New Year messages stress better corporate cultures
Published: 03 Jan. 2022, 17:40
Hyundai Motor Group Chairman Euisun Chung said in his New Year message Monday that the company will lay out detailed plans for new growth engines including autonomous driving, robotics and flying cars.
Appropriately, his message was carried on the company’s metaverse platform.
“In 2019, we declared we would become ‘game changer’ for better lives and mobility,” Chung said. “We have continued our journey since then to come up with a new growth engine. This year, the group’s past efforts will be realized, bringing possibilities to our customers’ daily lives.”
In autonomous driving, Chung said Hyundai Motor will conduct pilot projects that use Level 4 autonomous driving technology, which allows cars to navigate largely on their own.
In robotics, Chung said the company will commercialize Boston Dynamics’ Spot robot this year and launch logistics-specialized robot Stretch.
For those plans to be realized, Chung said a corporate culture in which employees can communicate and cooperate is vital.
“There will be support to make an environment and policy where you guys can feel a sense of achievement and fortify competitiveness,” Chung said.
Reforms of the corporate culture was a theme at other companies as well.

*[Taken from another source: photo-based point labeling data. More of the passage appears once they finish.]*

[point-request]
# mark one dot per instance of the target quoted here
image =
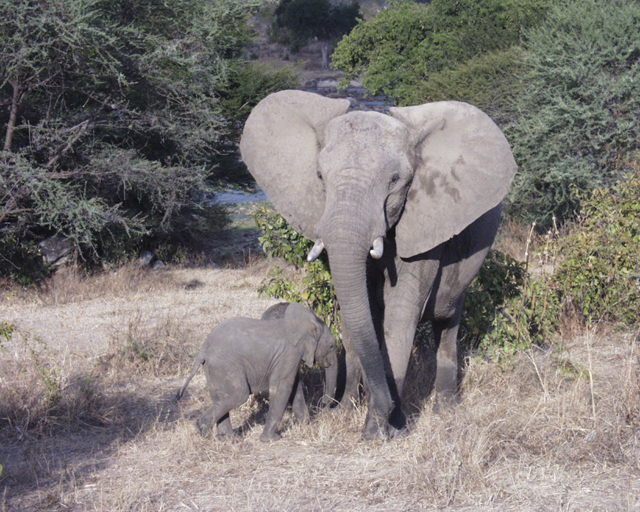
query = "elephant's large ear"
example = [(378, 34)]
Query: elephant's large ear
[(280, 144), (464, 168)]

Koo Kwang-mo, chairman of LG Group, said in his New Year message that “innovation in the way people work” is needed.
“It is important for us to continuously make a consumer experience that inspires them,” Koo said. “In order to do that, the way we think and the way we work has to be innovated in accordance. I will make LG a place where every employees’ passion and efforts can shine and get acknowledged.”
LG Energy Solution on Monday said it will do away with the use of honorific suffixes and encourage employees to use the casual suffix "nim" when talking to each other.
"From now on, just call me Kwon Young-soo nim," the company CEO Kwon Young-soo said in a New Year message Monday.
Han Jong-hee, vice chairman of Samsung Electronics, also called for a reform in its corporate culture for more efficient decision making.
“Business models and strategies of the past should be boldly abandoned,” Han said. “Let’s adopt an agile culture where individual’s creativity can be respected and anyone can focus on tasks that raise their values.”
Shin Dong-bin, chairman of Lotte Group, said a performance-based corporate culture should take root in its companies to raise the efficiency of each individual.
“Openness is needed so that employees regardless of the seniority system, gender, hometowns and colleges can create the best value,” Shin said. “Diversity is our competitive advantage and will act as a source of energy for various challenges in the future.”
Hanwha Group Chairman Kim Seung-youn pledged a big leap this year thanks to various new growth engines it is working on.
“Aerospace, green energy and digital finance have to grow into the group's core business in the near future,” he said.